I think the long term answer to this question of “what do I eat to achieve the body composition I want” will be to get a 23 and me test and run it through some software that gives you a customized diet based on your genetic profile.
That being said, if I had to recommend any expert, I guess it would be Dr Aaron Carroll, who runs a YouTube channel named Healthcare Triage that essentially reviews research on various health-related topics.
In theory customization of diet based on genes is a good idea. In practice it actually requires us to know what genes make what diet benefitial which is likely a complex task. What’s the case for some software being able in 2020 to give you a good customized diet based on a genetic profile?
Frankly I don’t think it’s possible yet. Or at least if it is I’m not aware of it. But I think that will change in the coming years, mostly due to dramatic drops in the cost of genetic sequencing.
If you can sequence the DNA of enough people and track how what they eat and their disease prevalence or whatever outcomes you care about, you’ll likely be able to suss out the contributions from various genes to a particular health outcome. This has already been done for single complex traits like height or heart disease risk. But I think the next step is tying that to inputs like diet and exercise.
Okay, then I mostly agree.
There are products such as https://www.dnafit.com and https://nutrigenomix.com/ on the market and I’m a bit skeptical about the extend towards which those should be trusted for more then just “consume more of Vitamin X”.
Frankly I don’t think it’s possible yet. Or at least if it is I’m not aware of it. But I think that will change in the coming years, mostly due to dramatic drops in the cost of genetic sequencing.
Cost of genetic engineering is essentially low enough that it’s not the bottleneck anymore.
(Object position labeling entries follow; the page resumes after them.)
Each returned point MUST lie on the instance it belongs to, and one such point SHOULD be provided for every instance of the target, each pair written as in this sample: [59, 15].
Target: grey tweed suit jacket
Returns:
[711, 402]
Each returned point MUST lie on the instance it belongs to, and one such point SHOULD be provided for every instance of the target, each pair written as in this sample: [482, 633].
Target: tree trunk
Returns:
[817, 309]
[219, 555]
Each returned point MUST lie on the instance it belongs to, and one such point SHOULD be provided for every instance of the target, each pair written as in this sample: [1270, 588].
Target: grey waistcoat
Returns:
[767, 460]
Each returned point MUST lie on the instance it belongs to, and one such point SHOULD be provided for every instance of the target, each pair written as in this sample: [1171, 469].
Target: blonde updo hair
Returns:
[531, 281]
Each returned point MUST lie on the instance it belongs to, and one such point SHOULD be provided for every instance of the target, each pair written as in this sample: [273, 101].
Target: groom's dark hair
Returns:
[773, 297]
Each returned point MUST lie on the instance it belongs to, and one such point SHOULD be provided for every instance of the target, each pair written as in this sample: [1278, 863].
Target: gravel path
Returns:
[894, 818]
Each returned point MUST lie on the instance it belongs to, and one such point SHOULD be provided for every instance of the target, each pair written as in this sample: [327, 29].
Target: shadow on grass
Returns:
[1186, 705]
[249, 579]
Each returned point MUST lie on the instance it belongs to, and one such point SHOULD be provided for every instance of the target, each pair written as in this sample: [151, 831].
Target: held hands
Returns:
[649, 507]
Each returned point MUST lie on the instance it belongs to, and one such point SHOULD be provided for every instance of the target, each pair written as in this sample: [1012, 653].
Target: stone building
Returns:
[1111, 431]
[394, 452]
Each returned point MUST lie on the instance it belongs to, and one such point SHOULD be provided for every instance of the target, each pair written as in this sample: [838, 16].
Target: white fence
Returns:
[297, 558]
There is a Dr. Greger whose speech I can’t stand but from whose books and online videos I have learned a lot (search for nutritionfacts and How Not To Die. Also, there are many, free online courses on health topics like the microbiome, epigenetics, diseases, nutrition, etc. that you can take through the years as they keep getting updated with the latest learnings (currently in vogue is the role of the microbiota in the gut, for example, so every few months new information is made available). What I’ve learned is that the human body is incredibly resilient and you can live several decades without major problems on the worst of diets, it’s the accumulation of stuff over time that leads to what are now called Lifestyle Diseases and the ones it sounds you are concerned about: cancer, Alzheimer’s, diabetes, etc.
Since we now know the body is an ecosystem consisting of smaller ecosystems and embedded in larger ecosystems, the interactions are too varied for anyone to predict what the best thing for you to do is. Statistics and studies only apply to large groups and always have outliers anyway. Some basic trends are useful, however, so you can look at which general lifestyles tend to produce fewer problems: moderate exercise, low intake of animal protein, lots of fresh vegetables, legumes, and nuts lead to healthier lives. Your best bet is to support what evolution has already solved for you and understand human activities and lifestyles through history (not the last several thousand years, mind you) and see how you can reproduce the conditions to which human bodies adapted to within the confines of modernity. Really, exercise seems to be the single most potent and underutilized method of becoming and remaining healthy, so kudos on asking for advise.
I one last ramble: supplements are only necessary when you have identified a specific deficiency and you can’t address it through your daily nutrition. Vitamin D3 comes to mind if you live away from the equator and don’t eat fish skin.